Simon Birmingham: The reason I’ve talked about supply and the coalition keeps banging on about supply is because Australia has a wealth of natural gas and of coal reserves. And so we should be able to supply the export market and our domestic market simultaneously. It’s a travesty if this country ends up having to choose to not earn export dollars from the rest of the world just so that we can supply our domestic market. And that’s why the government should reinstate the budget measures that it cut, which were designed by the previous government to help drive supply forward. They should bring forward legal reforms to address the uncertainty around the approval of major new natural gas projects and ensure that those projects, and that uncertainty appears to extend into the offshore wind sector as well. So they should make sure they get certainty for approvals in those projects as soon as possible. And they should be negotiating with the companies and the states to make sure that other regulatory barriers ensure that in the future and that need only be the medium term, we’re actually getting well and truly sufficient supply to keep domestic prices low and to serve as much of the export market as we possibly can.

Laura Jayes: Yeah, indeed. Well, look, the meetings are not till 2:00. I reckon it might be a lengthy one, but we will see what they come up with this afternoon, hopefully. Before I let you go, I want to talk about the Pacific. There is a bipartisan trip to the Pacific plan, which you will be going with. Penny Wong. This feels like quite a big moment, this being bipartisan. What do you hope to change there? And is it as big as it seems?
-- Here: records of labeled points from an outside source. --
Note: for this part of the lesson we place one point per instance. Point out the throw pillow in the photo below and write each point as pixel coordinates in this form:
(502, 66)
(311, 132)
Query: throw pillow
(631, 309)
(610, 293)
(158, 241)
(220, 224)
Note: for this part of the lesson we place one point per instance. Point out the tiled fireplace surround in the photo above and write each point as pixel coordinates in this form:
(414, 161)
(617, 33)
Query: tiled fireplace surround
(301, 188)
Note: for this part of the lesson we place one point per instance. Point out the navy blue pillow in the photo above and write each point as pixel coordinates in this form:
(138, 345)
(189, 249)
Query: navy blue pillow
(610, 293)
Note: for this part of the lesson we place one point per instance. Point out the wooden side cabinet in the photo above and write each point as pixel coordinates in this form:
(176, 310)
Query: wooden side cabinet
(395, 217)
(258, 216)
Simon Birmingham: Well, it is. Australia is always at our strongest when we speak with one voice. And so the opportunity to make sure that we project into Pacific Island nations the absolute certainty that within Australia support for those Pacific nations is bipartisan, it is rock solid and it is something that we are in lockstep in terms of working to continue and to advance. The previous government made big steps in terms of increased representation of Australian diplomatic officials in the Pacific, opening some six new missions across the Pacific, creating the infrastructure financing facility that is now funding a number of different critical pieces of infrastructure across the Pacific. They were big steps forward. The new government is building on that and I recognise it and it’s a demonstration that the trajectory for Australian support of our Pacific family and friends is one of continuity and of continued enhancement shared by both sides of politics.

Laura Jayes: Did your side of politics show the same level of bipartisanship when it came to the Pacific when you were in government?

Simon Birmingham: So this is actually replicating something that Julie Bishop did where she did a bipartisan mission into the Pacific with then shadow minister Penny Wong. And so after this election, with the change of government and taking on the shadow foreign affairs portfolio, I wrote to Penny suggesting that it would be a good thing to repeat that-

Laura Jayes: Julie Bishop, she wasn’t in the Parliament for about what, five years? In the intervening five years. Did that happen in the last term?

Simon Birmingham: Well, it didn’t although for more than half of the last term, international borders were largely closed, and travel, particularly into Pacific Island nations, was restricted for health reasons, too.

Laura Jayes: Yeah, it’s good to point that out. Simon Birmingham, pleasure to talk to you. Thank you.

Simon Birmingham: Thanks, LJ. My pleasure.